このエントリーをはてなブックマークに追加 地域: 彦根市 2019年4月5日更新

 2年ほど前になる。宗安寺(彦根市本町)の厄除庚申尊について書いた。
 「庚申尊は青面金剛という仏教の守護神で、江戸時代、庚申の夜に青面金剛神をまつって徹夜する庚申待が盛んに行われたので、庚申さまという。
 宗安寺の庚申尊は、元文5年(1740)尾張東照宮別当の導師により開眼され、彦根寶珠院に安置されていたが、明治維新の神仏分離政策で、寶珠院は廃寺となり秘仏として宗安寺が預かった。厄除けの神様として拝まれている」。

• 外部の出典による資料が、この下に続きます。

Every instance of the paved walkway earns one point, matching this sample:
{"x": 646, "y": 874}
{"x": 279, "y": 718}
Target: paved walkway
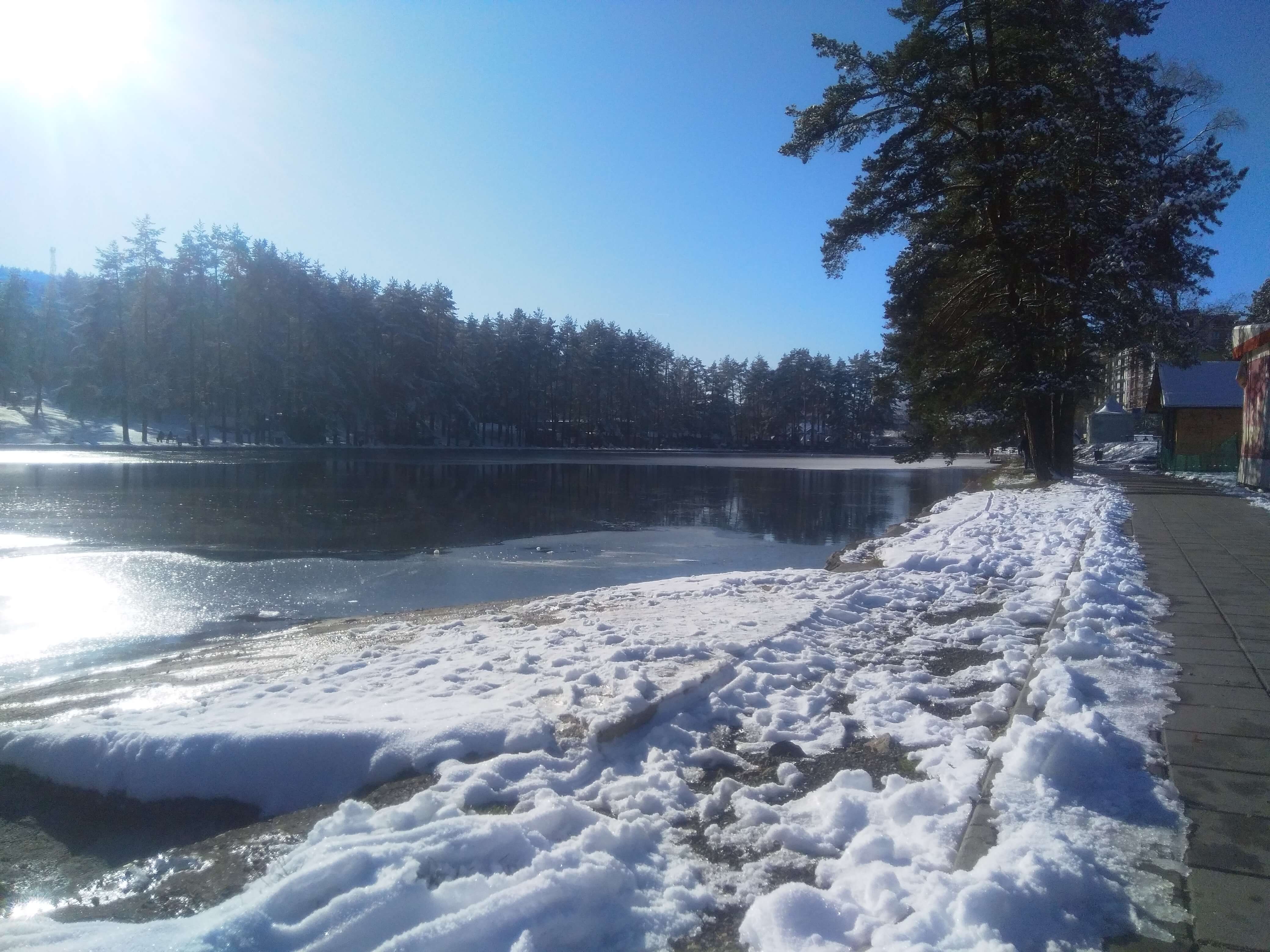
{"x": 1211, "y": 555}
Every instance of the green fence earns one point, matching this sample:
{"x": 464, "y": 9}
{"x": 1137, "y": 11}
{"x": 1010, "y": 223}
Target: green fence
{"x": 1225, "y": 459}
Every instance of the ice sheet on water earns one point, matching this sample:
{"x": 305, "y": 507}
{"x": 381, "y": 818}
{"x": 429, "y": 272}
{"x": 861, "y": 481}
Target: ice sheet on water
{"x": 630, "y": 784}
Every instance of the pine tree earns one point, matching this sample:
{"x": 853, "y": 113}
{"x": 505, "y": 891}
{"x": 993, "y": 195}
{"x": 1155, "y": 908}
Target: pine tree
{"x": 1050, "y": 197}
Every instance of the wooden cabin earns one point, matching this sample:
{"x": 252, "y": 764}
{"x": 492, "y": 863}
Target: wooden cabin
{"x": 1201, "y": 407}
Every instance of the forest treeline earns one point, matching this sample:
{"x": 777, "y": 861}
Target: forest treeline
{"x": 245, "y": 344}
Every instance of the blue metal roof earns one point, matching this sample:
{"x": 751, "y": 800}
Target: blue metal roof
{"x": 1208, "y": 384}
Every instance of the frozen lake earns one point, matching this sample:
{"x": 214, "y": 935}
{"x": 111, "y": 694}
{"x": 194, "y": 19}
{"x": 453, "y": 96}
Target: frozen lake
{"x": 107, "y": 557}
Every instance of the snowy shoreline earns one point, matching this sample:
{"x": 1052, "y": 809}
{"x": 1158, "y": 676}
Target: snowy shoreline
{"x": 619, "y": 795}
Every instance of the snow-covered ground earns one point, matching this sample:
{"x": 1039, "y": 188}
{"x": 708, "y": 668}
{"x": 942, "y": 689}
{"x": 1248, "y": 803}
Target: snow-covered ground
{"x": 55, "y": 426}
{"x": 619, "y": 766}
{"x": 1228, "y": 484}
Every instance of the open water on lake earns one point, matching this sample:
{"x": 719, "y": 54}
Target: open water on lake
{"x": 106, "y": 554}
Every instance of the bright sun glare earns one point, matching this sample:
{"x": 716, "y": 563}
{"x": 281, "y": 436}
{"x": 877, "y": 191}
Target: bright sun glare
{"x": 59, "y": 50}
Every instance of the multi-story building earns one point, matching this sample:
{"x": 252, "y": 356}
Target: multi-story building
{"x": 1131, "y": 371}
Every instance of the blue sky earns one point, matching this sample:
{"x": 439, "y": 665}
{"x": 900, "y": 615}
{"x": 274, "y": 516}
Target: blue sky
{"x": 611, "y": 162}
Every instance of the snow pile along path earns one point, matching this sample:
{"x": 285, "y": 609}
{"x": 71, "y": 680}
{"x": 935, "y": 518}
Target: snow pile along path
{"x": 622, "y": 767}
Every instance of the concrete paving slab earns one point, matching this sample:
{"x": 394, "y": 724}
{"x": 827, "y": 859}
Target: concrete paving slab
{"x": 1220, "y": 751}
{"x": 1193, "y": 616}
{"x": 1230, "y": 676}
{"x": 1198, "y": 629}
{"x": 1194, "y": 655}
{"x": 1230, "y": 791}
{"x": 1234, "y": 723}
{"x": 1231, "y": 909}
{"x": 1206, "y": 643}
{"x": 1253, "y": 699}
{"x": 1210, "y": 555}
{"x": 1230, "y": 842}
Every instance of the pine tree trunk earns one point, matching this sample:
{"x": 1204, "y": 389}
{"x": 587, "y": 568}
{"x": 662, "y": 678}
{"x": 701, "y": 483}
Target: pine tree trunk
{"x": 1039, "y": 419}
{"x": 1065, "y": 436}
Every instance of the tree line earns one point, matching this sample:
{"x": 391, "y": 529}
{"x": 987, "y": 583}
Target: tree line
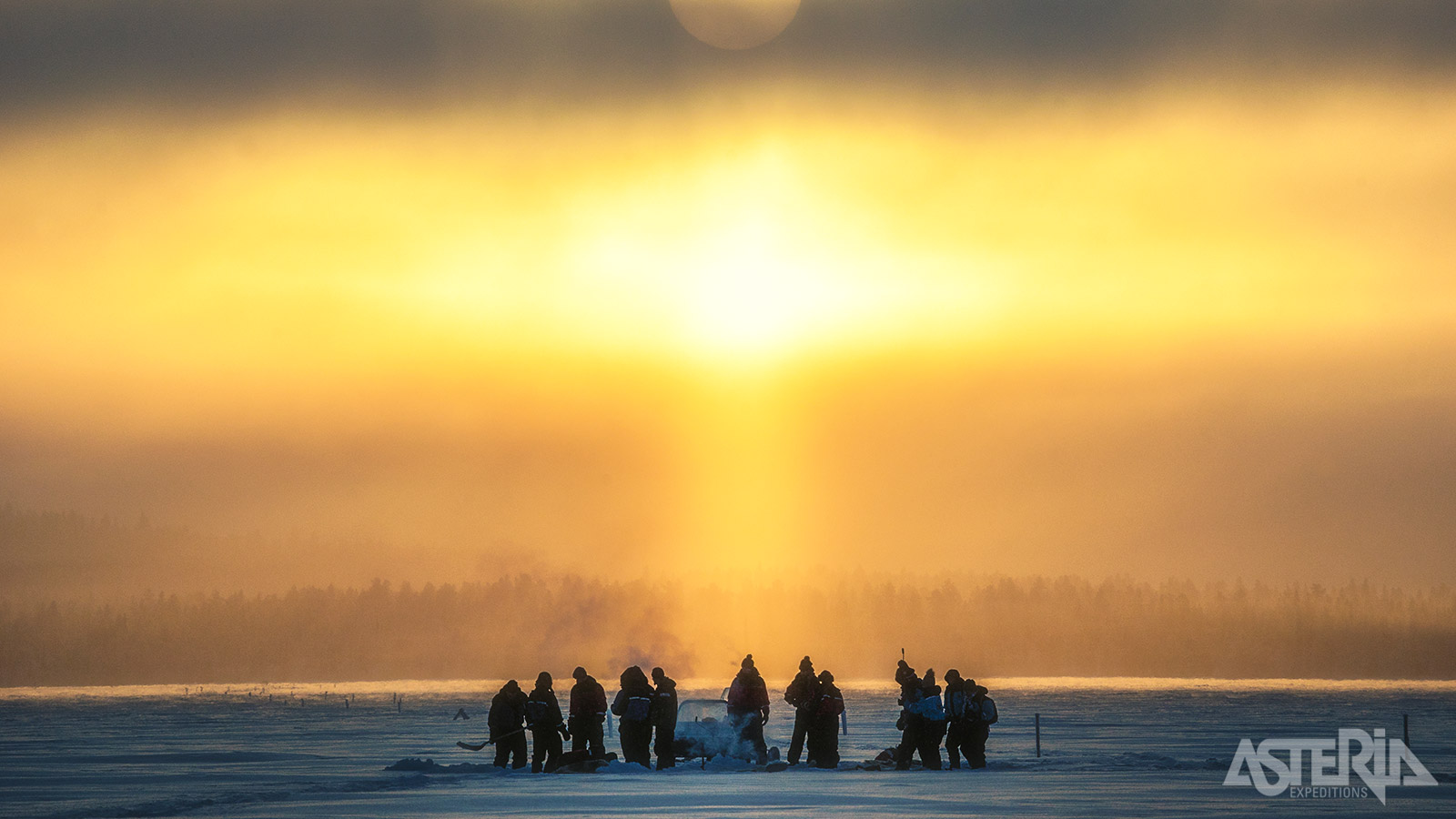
{"x": 521, "y": 624}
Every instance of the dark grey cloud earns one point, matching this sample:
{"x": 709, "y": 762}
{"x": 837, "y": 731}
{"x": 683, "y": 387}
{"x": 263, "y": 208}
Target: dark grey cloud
{"x": 56, "y": 53}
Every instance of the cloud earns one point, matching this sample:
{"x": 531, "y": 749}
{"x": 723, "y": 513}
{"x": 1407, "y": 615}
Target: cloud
{"x": 218, "y": 55}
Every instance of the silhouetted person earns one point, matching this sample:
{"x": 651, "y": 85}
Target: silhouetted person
{"x": 985, "y": 717}
{"x": 803, "y": 694}
{"x": 909, "y": 722}
{"x": 749, "y": 709}
{"x": 633, "y": 709}
{"x": 664, "y": 719}
{"x": 958, "y": 723}
{"x": 823, "y": 729}
{"x": 932, "y": 722}
{"x": 546, "y": 726}
{"x": 586, "y": 714}
{"x": 507, "y": 726}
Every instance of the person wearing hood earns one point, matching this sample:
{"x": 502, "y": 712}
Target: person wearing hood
{"x": 507, "y": 726}
{"x": 803, "y": 694}
{"x": 664, "y": 719}
{"x": 823, "y": 731}
{"x": 932, "y": 722}
{"x": 909, "y": 722}
{"x": 983, "y": 709}
{"x": 957, "y": 719}
{"x": 586, "y": 714}
{"x": 546, "y": 726}
{"x": 749, "y": 709}
{"x": 633, "y": 710}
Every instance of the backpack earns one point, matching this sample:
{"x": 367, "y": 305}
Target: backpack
{"x": 536, "y": 713}
{"x": 956, "y": 704}
{"x": 929, "y": 707}
{"x": 638, "y": 709}
{"x": 832, "y": 705}
{"x": 989, "y": 712}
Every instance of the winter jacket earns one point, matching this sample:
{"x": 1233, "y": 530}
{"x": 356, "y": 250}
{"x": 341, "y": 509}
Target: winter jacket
{"x": 829, "y": 703}
{"x": 589, "y": 698}
{"x": 957, "y": 702}
{"x": 507, "y": 710}
{"x": 664, "y": 703}
{"x": 803, "y": 691}
{"x": 929, "y": 704}
{"x": 747, "y": 693}
{"x": 633, "y": 702}
{"x": 983, "y": 710}
{"x": 542, "y": 710}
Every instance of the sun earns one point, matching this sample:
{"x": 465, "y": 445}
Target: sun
{"x": 735, "y": 24}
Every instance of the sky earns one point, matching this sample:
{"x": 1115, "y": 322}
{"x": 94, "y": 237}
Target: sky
{"x": 1030, "y": 288}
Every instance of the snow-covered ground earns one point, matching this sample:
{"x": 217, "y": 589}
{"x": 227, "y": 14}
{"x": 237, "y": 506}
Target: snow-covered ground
{"x": 1113, "y": 748}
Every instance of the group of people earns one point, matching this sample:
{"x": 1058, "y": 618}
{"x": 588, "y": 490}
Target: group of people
{"x": 641, "y": 707}
{"x": 644, "y": 707}
{"x": 963, "y": 719}
{"x": 817, "y": 707}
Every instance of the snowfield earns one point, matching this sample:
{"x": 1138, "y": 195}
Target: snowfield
{"x": 1110, "y": 748}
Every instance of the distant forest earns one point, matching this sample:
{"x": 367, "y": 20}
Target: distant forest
{"x": 521, "y": 624}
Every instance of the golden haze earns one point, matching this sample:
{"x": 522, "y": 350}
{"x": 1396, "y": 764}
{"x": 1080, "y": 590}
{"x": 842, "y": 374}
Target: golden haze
{"x": 659, "y": 332}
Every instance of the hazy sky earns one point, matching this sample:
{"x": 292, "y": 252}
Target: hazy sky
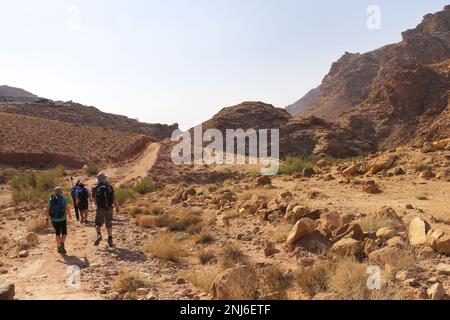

 宗安寺を訪れると、何かしら新しい発見がある。3月に入ってから「厄除猿」が姿を現した。くくり猿に願いを書いて吊す(500円)。願いがすぐに浮かばなかったので、買って持って帰ってきた。宗安寺の「くくり猿」はまだ始まったばかりのようで、吊された猿は数えるほどだ。これから春の観光シーズンにはその数はどんどん増えるだろう。今のうちにいち早く願い事をし、厄を払っておこうと思う。
 ところで、日下部鳴鶴は、明治の三筆と呼ばれ、「日本近代書道の父」と評される人物だ。
鳴鶴ほど多くの書を残した人物はいないといわれる。揮毫した石碑だけでも千基を数える。旅好きで、気に入った場所には長く逗留し、郷里の彦根へは旅の途中で立ち寄るといった具合だ。
 宗安寺には「淡泊明志」(淡泊は心がさっぱりしていること、明志は正しい志をはっきりともつ意)の行書大扁額がある。彦根庚申倶楽部の人達の依頼を受けて、鳴鶴が亡くなる前年の大正10年、84歳で揮毫したものである。宗安寺の庚申信仰が盛んだったことがこの扁額からわかる。

 そもそも庚申信仰というのは、道教で、庚申の夜、人が眠っている間に、体内に住む三尸虫(さんしちゅう)が天に上ってその人の罪過を報告、天帝は報告によってその人の寿命を縮めるという。これを防ぐため庚申の夜は三尸虫が出ないよう一晩夜明かしをするというものである。そして、青面金剛明王は、日本の民間信仰の庚申信仰の中で祀られた尊像で、三尸虫を喰らう守護仏とされる。宗安寺の青面金剛明王は、霊験あらたかだったに違いない。
 何故、「くくり猿」なのか……。庚申(かのえさる・こうしん)の「申」から「猿」が青面金剛明王の使いとされたという説が理解しやすい。そして猿は「去る」に通じ「厄を去る」と、厄除けの神様として拝まれることになる。「魔去る」、或いは「勝る」にも通じる。昔の人が何を庚申尊に祈り、猿に託したかわかるような気がする。三猿(見ざる・言わざる・聞かざる)は、三尸虫に「見なかったことに、言わなかったことに、聞かなかったことに」して欲しいと願いを猿に託した姿だ。
 青面金剛明王に何を願うか……。厄除けなのか、大願成就か、悩んでいる。